Next to Cepicky, hunched in a chair, center fielder Church, 26, read his Baseball Chapel leaflet, excerpts from Luke. While Cepicky was feeling like a man on the rise, Church was slumping.

"I'm trying to find my groove," Church said without looking up. He had been in the batting cage during chapel time. "It's been a rough week. My swing is not good. You got the weight of the world on you. I don't think the fans realize -- this sport is built on failure."

"Failure" topped the list when the chapel leader asked utility infielder Jamey Carroll to rank his greatest fears. (No. 2 was "insignificant -- no major role"; No. 3 was "dying.") Carroll, 31, said the fear of failure was debilitating for players: "You're gripping the bat so hard, you paralyze yourself in front of 40,000 people."
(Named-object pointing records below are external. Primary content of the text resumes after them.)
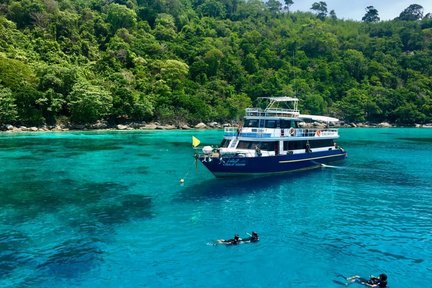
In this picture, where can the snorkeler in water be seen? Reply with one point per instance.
(236, 240)
(380, 281)
(253, 238)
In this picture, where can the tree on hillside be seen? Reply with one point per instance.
(119, 16)
(371, 15)
(274, 6)
(333, 15)
(320, 9)
(8, 110)
(412, 13)
(288, 4)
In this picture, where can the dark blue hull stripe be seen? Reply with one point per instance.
(232, 166)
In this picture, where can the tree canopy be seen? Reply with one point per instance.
(187, 61)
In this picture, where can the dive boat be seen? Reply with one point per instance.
(273, 140)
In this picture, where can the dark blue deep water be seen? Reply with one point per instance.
(105, 209)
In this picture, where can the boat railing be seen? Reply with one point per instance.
(273, 112)
(251, 132)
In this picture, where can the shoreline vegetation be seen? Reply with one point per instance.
(185, 61)
(102, 126)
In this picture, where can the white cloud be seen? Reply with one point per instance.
(355, 10)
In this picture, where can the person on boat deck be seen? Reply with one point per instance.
(258, 151)
(236, 240)
(308, 150)
(380, 281)
(253, 238)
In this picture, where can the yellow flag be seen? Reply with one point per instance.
(195, 141)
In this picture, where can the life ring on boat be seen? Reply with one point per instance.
(292, 131)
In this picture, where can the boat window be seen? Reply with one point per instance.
(285, 123)
(250, 123)
(265, 146)
(271, 124)
(225, 143)
(321, 143)
(294, 145)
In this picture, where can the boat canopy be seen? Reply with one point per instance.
(318, 118)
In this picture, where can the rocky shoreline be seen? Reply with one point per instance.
(157, 126)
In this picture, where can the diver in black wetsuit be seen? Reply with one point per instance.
(253, 238)
(380, 281)
(236, 240)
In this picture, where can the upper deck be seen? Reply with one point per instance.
(272, 109)
(270, 133)
(274, 112)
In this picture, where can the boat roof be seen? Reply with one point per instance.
(318, 118)
(280, 99)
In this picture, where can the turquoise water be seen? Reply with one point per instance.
(105, 209)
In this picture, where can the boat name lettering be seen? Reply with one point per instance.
(234, 162)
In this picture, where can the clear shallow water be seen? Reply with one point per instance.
(105, 209)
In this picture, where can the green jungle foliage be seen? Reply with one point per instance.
(186, 61)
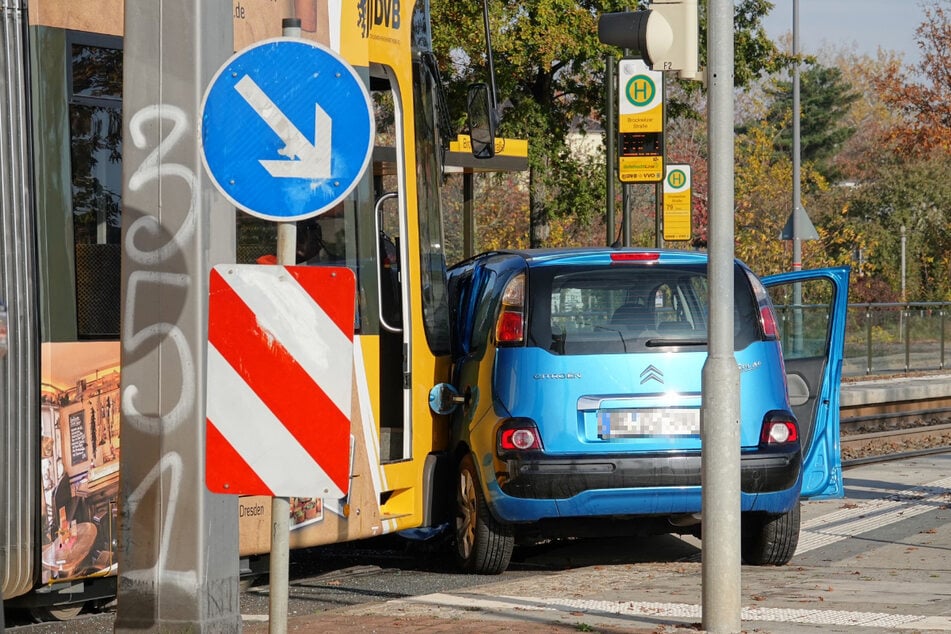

In Detroit, Jeff Totten, the Detroit Tigers chapel leader, quotes a verse from 1 Peter to allay that fear. Totten, whose chapel participants are called "the God Squad," e-mails the verse to injured players: " 'Cast all your anxiety on Him because He cares for you' -- that's one I've used quite a bit," Totten said.

Carroll, who keeps in his Bible an ivy leaf that he picked from the wall at Wrigley Field, said such verses help: "Forty thousand people are booing you 'cause you just struck out. But He's walking with you, no matter what. You're playing for one fan -- God."

It may be hard to imagine ballplayers as needy, with their seven-figure salaries, their status as American icons and their macho facade. But, Totten said, "We're there to help them forget about that role of being a hero, and meet their needs as human beings."

If God helps players cope with failure, He is also called upon for success. First base coach Don Buford closes his eyes during the national anthem and mumbles a quick, "Lord, help us to win."